Osman Sultan says new restrictions will not impact social networking sites or business activities.

Du subscribers will not lose access to popular websites Skype or Facebook under the internet restrictions imposed by the UAE telecom, CEO Osman Sultan told ArabianBusiness.com on Monday.

Du on Monday blocked all websites deemed to offend the "moral, social and cultural values" of the UAE, bringing its internet content filtering in line with Telecommunications Regulatory Authority (TRA) guidelines.

The move means companies operating out of Dubai's free zones and residents in Nakheel or Emaar Properties freehold developments will come under the UAE proxy server for the first time.

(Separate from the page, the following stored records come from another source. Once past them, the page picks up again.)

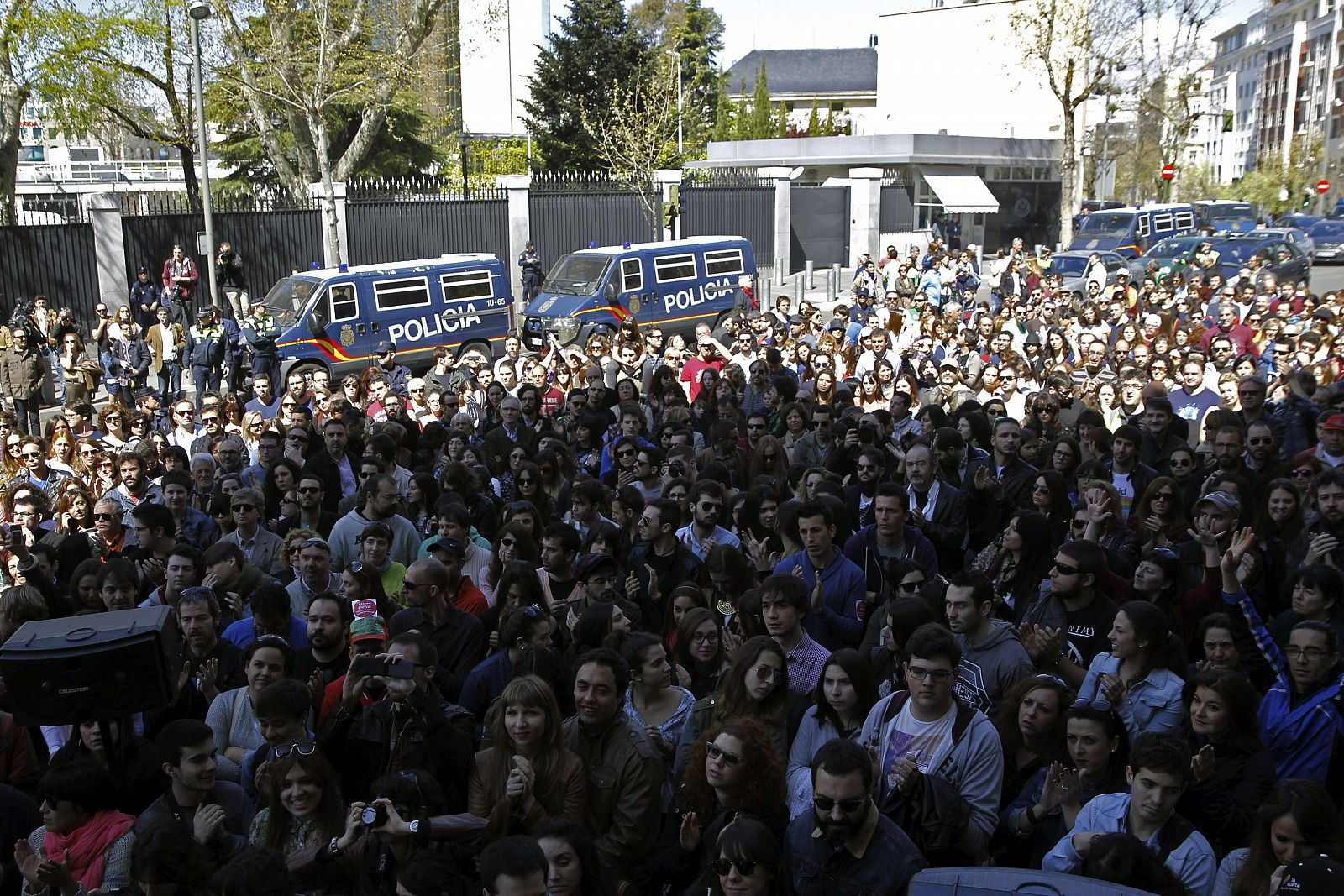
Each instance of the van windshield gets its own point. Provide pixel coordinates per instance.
(1106, 224)
(288, 298)
(577, 275)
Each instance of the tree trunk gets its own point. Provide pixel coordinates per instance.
(13, 96)
(1068, 181)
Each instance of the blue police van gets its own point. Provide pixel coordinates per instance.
(335, 317)
(1132, 231)
(672, 285)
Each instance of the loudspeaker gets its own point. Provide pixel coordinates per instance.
(94, 667)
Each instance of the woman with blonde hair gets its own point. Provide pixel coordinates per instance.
(528, 775)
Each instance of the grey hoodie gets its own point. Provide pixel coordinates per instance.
(990, 668)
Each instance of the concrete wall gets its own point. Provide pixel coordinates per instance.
(971, 54)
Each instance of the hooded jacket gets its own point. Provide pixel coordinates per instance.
(990, 668)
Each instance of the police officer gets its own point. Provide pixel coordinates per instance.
(260, 332)
(531, 265)
(206, 352)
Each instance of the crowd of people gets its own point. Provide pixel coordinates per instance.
(796, 602)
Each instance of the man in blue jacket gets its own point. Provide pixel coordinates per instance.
(835, 624)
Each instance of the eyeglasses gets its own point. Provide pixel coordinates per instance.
(306, 748)
(1294, 652)
(920, 673)
(723, 867)
(717, 752)
(847, 806)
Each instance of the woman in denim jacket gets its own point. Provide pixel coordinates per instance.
(1140, 678)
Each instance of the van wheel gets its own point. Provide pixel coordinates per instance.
(484, 348)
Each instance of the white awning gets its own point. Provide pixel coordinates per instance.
(960, 191)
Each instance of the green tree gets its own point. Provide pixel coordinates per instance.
(815, 121)
(593, 50)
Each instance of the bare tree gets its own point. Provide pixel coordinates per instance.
(636, 130)
(1074, 43)
(296, 63)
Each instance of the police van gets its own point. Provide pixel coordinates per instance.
(672, 285)
(335, 317)
(1131, 231)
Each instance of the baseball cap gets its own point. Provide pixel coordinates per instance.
(1314, 876)
(367, 629)
(593, 563)
(1221, 500)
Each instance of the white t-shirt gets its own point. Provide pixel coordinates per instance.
(927, 741)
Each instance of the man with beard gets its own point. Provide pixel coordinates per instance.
(457, 637)
(1159, 773)
(218, 813)
(927, 734)
(937, 510)
(624, 768)
(857, 848)
(210, 665)
(1070, 622)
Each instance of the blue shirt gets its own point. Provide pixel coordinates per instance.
(1193, 862)
(842, 589)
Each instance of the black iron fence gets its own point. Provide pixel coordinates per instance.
(53, 259)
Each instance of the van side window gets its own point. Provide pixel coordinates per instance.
(401, 293)
(671, 268)
(632, 275)
(344, 302)
(468, 284)
(723, 261)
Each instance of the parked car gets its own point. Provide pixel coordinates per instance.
(1072, 266)
(1281, 257)
(1294, 235)
(1330, 241)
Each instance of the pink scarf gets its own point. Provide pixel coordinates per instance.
(87, 846)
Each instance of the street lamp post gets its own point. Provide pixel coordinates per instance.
(197, 13)
(676, 54)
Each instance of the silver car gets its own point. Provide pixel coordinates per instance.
(1328, 237)
(1072, 268)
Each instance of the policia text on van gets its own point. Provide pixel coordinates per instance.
(335, 317)
(672, 285)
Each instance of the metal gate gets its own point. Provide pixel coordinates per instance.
(819, 226)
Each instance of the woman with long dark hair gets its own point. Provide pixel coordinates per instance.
(528, 774)
(1142, 673)
(842, 700)
(1299, 820)
(1233, 773)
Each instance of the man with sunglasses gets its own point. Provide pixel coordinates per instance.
(927, 741)
(853, 846)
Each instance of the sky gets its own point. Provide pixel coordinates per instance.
(781, 24)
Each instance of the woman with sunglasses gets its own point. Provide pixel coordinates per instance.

It has sparked concerns that popular social networking websites and sites needed by businesses operating in freezones could fall under the ban.

Sultan tried to allay customer fears, stating that only websites with "offensive" content would be blocked under the new filtering policy.

The proxy server blocks websites that contain pornography, alcohol, gambling, hatred, child abuse or terrorism, according to the TRA.

However, many more sites than just those containing these subjects are covered by the proxy.

“These are not new regulations we are implementing, this is an initiative we have chosen to take to filter some content after receiving complaints from concerned customers,” he said.

Websites such as Skype and social networking sites such as Facebook would not be targeted since they come under a different regulatory category, Sultan said.

He said the TRA has yet to clarify rules for these sites.

“We are only blocking things for moral, social and cultural reasons. Skype comes under the TRA’s VoIP (voice over internet protocol) regulation which is a different story,” he said.

Sultan also said the new restrictions would not impact any of the telecom's business customers.

“People are worried about their businesses but these access restrictions could not be to websites necessary for business. [However] the TRA will listen to legitimate requests from businesses that need access to certain places, and can come to arrangements,” he said.

The TRA is currently considering new regulations regarding access to the internet, with its Internet Penetration Policy expected to be announced by the end of the year. The policy will clarify the internet content that will be blocked in the Emirates.

Censorship of the internet, common in much of the Arab world, has long been opposed by press freedom advocates and human rights groups that claim unrestricted access to information is integral to free expression.

Reporters Without Borders ranks the UAE 65th out of 169 countries in latest Press Freedom Index.